L'attività delle forze dell'ordine ha consentito di scovare nella periferia orientale di Napoli l'esistenza di una ben organizzata associazione criminale, legata ad esponenti di spicco del clan camorristico dei 'Mazzarella'.

I reati contestati

Alcuni membri della gang, di giorno in giorno, avevano il controllo sui numerosi transessuali che si prostituivano nella zona: ad essi veniva assegnata una sorta di 'postazione fissa'. Secondo l'accusa, gli arrestati pedinavano le loro vittime, seguendone gli spostamenti e gli orari, imponendo loro, anche con l'uso della violenza e sotto minaccia, il pagamento di trenta euro giornalieri, somma di denaro necessaria per garantire di esercitare liberamente la loro attività di prostituzione nella area di controllo del clan.
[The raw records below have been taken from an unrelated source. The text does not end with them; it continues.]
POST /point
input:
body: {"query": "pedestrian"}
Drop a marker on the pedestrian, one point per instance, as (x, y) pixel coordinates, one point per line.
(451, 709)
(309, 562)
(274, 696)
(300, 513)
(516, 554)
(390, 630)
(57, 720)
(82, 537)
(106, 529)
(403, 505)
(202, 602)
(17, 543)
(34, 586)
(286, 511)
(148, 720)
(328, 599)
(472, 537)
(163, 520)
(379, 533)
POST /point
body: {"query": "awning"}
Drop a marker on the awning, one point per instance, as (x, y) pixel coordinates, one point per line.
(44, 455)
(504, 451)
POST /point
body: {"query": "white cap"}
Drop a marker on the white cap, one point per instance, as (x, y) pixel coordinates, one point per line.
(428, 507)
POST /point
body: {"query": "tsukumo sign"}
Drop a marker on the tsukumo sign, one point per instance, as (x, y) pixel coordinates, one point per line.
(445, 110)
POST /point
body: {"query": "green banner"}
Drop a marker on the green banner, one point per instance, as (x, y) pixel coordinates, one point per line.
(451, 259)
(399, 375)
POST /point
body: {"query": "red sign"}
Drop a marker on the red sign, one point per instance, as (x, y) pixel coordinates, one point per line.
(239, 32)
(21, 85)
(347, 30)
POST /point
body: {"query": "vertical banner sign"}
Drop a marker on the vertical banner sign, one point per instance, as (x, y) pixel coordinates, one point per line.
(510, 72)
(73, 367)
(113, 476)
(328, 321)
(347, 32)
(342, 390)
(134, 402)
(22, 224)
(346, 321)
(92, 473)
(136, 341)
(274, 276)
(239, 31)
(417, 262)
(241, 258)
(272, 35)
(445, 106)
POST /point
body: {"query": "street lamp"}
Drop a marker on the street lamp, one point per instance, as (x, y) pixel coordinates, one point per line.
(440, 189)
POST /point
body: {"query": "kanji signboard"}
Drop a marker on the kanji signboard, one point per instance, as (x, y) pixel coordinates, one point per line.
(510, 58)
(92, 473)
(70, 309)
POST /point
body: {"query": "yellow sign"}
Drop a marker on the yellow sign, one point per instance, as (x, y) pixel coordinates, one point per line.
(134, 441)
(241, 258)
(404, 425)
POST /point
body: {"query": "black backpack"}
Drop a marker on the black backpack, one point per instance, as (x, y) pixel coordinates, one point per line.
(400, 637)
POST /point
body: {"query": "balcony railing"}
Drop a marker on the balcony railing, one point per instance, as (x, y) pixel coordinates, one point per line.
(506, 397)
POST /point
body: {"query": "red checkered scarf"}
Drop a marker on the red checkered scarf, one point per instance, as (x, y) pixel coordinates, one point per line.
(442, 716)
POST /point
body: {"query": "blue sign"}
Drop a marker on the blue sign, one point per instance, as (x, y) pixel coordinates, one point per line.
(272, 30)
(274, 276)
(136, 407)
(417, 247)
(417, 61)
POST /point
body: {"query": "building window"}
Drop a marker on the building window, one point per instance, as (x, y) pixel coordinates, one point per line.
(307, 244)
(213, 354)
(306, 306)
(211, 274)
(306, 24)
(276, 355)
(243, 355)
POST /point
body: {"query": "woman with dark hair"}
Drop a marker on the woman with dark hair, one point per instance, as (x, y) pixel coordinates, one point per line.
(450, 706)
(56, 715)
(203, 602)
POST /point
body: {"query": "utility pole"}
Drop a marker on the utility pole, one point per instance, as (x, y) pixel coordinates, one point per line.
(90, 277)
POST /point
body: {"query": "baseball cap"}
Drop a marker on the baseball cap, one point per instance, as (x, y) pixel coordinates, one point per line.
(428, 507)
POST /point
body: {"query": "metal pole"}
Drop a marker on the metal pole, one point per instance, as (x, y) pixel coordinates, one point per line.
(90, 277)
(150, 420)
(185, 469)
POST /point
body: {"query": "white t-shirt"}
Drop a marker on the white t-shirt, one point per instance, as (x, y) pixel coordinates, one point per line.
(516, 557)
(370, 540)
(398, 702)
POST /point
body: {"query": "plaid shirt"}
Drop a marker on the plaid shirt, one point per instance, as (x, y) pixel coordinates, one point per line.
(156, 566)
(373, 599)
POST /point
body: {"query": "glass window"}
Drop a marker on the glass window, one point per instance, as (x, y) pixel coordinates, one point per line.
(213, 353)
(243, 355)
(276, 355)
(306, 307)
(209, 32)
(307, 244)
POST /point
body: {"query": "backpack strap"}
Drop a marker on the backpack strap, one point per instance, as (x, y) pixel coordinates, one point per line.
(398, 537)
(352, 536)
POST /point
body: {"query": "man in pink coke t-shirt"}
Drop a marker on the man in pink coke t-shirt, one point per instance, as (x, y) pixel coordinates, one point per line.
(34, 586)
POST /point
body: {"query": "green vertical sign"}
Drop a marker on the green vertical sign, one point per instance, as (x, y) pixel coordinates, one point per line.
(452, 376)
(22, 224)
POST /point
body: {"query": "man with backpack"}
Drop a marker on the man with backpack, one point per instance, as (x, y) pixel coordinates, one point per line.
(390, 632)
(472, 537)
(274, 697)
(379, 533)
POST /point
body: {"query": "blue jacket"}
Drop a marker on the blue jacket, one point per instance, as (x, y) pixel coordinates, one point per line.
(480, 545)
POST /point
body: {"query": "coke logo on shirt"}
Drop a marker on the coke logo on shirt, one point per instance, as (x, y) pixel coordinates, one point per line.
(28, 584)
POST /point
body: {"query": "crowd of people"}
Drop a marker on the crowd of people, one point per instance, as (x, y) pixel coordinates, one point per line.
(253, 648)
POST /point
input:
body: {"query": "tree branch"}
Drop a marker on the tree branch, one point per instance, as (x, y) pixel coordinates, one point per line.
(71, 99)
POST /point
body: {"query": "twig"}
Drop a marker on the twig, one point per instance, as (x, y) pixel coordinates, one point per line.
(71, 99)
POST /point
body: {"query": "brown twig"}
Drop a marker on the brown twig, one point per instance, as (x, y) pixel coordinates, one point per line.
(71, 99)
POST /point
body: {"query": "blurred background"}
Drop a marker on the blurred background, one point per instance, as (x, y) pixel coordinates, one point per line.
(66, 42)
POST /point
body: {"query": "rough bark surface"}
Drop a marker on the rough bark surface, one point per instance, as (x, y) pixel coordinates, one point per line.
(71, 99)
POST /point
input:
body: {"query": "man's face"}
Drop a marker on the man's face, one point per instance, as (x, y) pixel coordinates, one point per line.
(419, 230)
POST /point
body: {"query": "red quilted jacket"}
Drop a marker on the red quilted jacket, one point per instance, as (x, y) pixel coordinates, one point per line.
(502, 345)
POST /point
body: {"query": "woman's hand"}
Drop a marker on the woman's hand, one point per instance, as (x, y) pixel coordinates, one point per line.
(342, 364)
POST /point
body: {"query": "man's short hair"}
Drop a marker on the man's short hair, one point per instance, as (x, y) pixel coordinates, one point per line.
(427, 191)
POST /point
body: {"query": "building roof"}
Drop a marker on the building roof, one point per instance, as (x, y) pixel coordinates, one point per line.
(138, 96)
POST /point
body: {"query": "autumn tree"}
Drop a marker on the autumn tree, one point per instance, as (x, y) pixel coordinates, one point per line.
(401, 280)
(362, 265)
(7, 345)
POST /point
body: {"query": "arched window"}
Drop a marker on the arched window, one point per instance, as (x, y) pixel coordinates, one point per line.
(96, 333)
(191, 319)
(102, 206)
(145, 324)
Secondo gli inquirenti a capo dell'associazione malavitosa vi era una donna originaria di San Giovanni a Teduccio (Napoli), la quale con l'aiuto di alcuni sodali di fiducia, provvedeva alla riscossione del cosiddetto 'pizzo', imposto a prostitute e transessuali.

Usura e prostituzione

Nel corso delle indagini, sono venuti alla luce anche episodi di usura: venivano prestate, infatti, ingenti somme di denaro a tassi usurari. Anche in questo caso, la mancata restituzione dei soldi portava a minacce e violenza fisica sulle povere vittime. Emersi anche casi di estorsione aggravata dal metodo mafioso: tre affiliati, infatti, pretendevano una percentuale sui guadagni di alcune donne dell'Europa dell'est che si prostituivano nella zona. Addirittura, uno degli indagati, con modalità che potremmo definire 'imprenditoriali', affittava case e appartamenti in rinomate mete turistiche della Campania (tra cui Sorrento ed Ischia), mettendoli a disposizione di transessuali e prostitute per consentire loro di esercitare il meretricio.